Bu çok büyük bir düşmanlık. Sadece hükümete karşı değil, milli iradeye karşı da meclise karşı da anayasaya karşı da çok büyük bir düşmanlık, gözü dönmüşlük, bir canavarlık. Onu gördü herkes, biz hep onu gördük. Bunlar parlamentoyu bombalamayı göze almışsa cumhurbaşkanımızı infaz etmeyi göze almışsa, insanlara tank sürmeyi göze almışsa, bunlar herşeyi göze alarak bu yola çıkmışlar. Çok kanlı çok vahşice bir darbe planlaması yapmışlar. Ne yapmak lazım, demokrasi nöbetine sonuna kadar devam edeceğiz. Meclisi bırakmayacağız. Buradan, bizim cesetlerimizi çiğnemeden buraları almayacaklar, alamayacaklar. Ve bir büyük kenetlenme orada meydana geldi.

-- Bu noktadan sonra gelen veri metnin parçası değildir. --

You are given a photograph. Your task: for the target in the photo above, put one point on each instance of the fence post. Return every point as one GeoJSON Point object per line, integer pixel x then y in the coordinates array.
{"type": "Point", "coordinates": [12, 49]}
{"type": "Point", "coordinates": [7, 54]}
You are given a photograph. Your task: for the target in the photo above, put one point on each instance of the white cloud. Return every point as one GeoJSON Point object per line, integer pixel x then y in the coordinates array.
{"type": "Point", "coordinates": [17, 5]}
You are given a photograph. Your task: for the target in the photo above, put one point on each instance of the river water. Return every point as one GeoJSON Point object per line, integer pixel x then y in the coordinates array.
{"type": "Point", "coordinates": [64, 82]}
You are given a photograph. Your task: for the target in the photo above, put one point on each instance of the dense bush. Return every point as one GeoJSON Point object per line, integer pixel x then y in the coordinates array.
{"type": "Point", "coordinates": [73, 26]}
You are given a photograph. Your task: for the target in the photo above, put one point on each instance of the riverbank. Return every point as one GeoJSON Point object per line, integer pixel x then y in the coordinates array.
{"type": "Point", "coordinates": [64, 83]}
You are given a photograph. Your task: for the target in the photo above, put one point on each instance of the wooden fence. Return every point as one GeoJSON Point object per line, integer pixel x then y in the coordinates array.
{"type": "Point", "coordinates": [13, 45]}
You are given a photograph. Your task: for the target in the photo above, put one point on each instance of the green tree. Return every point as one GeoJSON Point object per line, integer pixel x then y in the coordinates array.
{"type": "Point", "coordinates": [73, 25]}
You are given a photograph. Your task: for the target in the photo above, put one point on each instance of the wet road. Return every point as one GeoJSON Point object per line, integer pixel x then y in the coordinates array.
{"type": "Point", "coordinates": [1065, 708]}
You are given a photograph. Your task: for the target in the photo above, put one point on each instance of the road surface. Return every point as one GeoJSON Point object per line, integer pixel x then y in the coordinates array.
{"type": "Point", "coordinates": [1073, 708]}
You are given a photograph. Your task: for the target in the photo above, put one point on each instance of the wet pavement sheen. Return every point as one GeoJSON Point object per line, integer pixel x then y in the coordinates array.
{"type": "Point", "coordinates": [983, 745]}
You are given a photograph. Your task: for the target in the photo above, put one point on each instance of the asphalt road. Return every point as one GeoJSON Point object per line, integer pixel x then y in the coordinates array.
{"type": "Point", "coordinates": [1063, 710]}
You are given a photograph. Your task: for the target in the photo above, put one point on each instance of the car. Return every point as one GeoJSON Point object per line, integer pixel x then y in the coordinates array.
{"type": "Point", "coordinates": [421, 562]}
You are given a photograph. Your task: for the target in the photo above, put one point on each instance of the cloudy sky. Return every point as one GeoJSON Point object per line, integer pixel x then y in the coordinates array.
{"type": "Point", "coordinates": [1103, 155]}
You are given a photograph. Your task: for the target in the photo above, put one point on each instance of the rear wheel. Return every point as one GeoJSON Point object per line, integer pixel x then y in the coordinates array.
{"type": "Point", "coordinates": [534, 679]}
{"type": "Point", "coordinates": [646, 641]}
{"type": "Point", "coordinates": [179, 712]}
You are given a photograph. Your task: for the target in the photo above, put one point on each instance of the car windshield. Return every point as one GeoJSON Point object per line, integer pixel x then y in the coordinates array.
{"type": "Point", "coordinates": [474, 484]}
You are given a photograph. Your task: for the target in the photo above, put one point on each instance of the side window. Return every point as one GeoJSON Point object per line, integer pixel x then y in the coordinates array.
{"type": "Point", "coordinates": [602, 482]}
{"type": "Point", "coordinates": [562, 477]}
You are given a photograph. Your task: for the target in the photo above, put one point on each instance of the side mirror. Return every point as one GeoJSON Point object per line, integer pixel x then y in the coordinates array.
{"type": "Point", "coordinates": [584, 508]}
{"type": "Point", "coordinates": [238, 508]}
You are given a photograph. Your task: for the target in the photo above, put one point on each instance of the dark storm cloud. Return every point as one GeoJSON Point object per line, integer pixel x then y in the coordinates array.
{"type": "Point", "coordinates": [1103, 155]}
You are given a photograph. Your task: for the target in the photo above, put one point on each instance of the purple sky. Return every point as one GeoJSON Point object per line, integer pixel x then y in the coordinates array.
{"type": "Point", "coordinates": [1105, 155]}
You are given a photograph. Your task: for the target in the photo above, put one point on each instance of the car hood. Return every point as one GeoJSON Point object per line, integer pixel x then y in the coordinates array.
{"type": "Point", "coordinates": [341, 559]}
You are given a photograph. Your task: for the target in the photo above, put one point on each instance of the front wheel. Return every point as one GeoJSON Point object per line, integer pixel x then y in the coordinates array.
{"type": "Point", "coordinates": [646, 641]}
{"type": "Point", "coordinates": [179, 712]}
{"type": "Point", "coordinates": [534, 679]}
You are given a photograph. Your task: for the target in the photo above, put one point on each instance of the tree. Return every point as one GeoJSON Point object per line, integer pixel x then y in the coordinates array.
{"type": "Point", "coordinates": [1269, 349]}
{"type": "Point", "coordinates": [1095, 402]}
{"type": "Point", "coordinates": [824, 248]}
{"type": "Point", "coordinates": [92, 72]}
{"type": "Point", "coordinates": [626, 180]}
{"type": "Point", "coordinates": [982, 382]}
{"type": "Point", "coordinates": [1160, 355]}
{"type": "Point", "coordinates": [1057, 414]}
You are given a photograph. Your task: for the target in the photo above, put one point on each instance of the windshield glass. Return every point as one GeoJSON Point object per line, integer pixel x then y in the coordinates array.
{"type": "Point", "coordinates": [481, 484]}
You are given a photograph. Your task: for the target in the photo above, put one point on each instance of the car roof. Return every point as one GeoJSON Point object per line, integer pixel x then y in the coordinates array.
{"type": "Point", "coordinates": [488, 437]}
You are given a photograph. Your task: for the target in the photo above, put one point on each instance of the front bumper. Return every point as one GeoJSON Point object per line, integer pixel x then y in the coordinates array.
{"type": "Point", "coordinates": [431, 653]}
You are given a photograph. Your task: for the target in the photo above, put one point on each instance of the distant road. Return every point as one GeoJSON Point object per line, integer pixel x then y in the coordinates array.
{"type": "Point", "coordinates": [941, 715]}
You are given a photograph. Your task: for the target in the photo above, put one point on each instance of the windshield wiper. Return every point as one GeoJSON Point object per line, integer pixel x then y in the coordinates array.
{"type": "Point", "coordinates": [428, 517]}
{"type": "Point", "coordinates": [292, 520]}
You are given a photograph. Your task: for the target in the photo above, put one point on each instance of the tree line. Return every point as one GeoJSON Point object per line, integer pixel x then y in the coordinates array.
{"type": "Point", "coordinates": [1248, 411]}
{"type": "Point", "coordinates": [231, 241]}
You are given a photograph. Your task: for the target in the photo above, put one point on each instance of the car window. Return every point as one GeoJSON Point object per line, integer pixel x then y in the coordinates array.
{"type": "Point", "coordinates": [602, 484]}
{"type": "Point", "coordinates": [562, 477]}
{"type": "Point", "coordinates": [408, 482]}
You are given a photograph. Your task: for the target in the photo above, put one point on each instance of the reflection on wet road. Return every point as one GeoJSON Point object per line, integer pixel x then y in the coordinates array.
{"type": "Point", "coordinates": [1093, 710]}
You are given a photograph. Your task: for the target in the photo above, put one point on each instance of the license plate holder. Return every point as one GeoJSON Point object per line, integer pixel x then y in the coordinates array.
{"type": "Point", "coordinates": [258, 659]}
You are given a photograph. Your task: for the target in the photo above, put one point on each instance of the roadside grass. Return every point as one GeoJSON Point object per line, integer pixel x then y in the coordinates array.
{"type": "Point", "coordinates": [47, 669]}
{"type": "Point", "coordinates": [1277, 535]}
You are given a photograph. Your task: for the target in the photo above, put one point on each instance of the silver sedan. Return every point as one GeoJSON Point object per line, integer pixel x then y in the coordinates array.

Ben onun için Türkiye ile iftihar ediyorum. Çünkü bizim demokrasimizin olgunlaştığını, partiler kendi aralarında ne kadar bir rekabet içinde olsalar da birbirlerini kıyasıya ve acımasızca eleştirseler de demokrasinin artık hepimiz için bir kırmızı çizgi noktasına geldiğini ve milleti birleştiren bir üstün değer olduğu anlaşılmıştır. Artık bizi birleştiren vatan vardı, şimdiye kadar, bayrak vardı, devlet vardı, millet vardı, Atatürk vardı, din vardı. Şimdi yanına artık bir de demokrasi eklenmiştir, milli irade eklenmiştir. Bu noktada bütün partiler gerçekten cesurca kahramanca ve ölümü göze alarak bir sınav vermişlerdir. Bu Türkiye için büyük bir kazanç olmuştur. İnşallah bundan sonra da öyle olması lazım.
Medya da aynı şeyi yaptı. Ben onun için Cnn Türk’e, sizin burada olduğum için değil, dışarıda da teşekkür ettim. Diğer kanalların hepsine de teşekkür ettim. Ve demokrasinin çok seslilikle nasıl güç kazandığını ve darbenin başarısızlığında çok sesliliğin nasıl bir atom bombası etkisi yaptığını gördük. Onun için ben rahmetli Özal’a da parlamentoda teşekkür ettim. Eğer rahmetli Özal, bu çok sesliliğin ve çeşitliliğin önünü açmamış olsaydı, böylesine özgür bir medyamız olsaydı, TRT’yi işgalle bu iş farklı bir noktaya doğru gidebilirdi. Ama milletin sesini kesemediler. Bu da medyamız sayesinde olmuştur. Teşekkür ediyorum.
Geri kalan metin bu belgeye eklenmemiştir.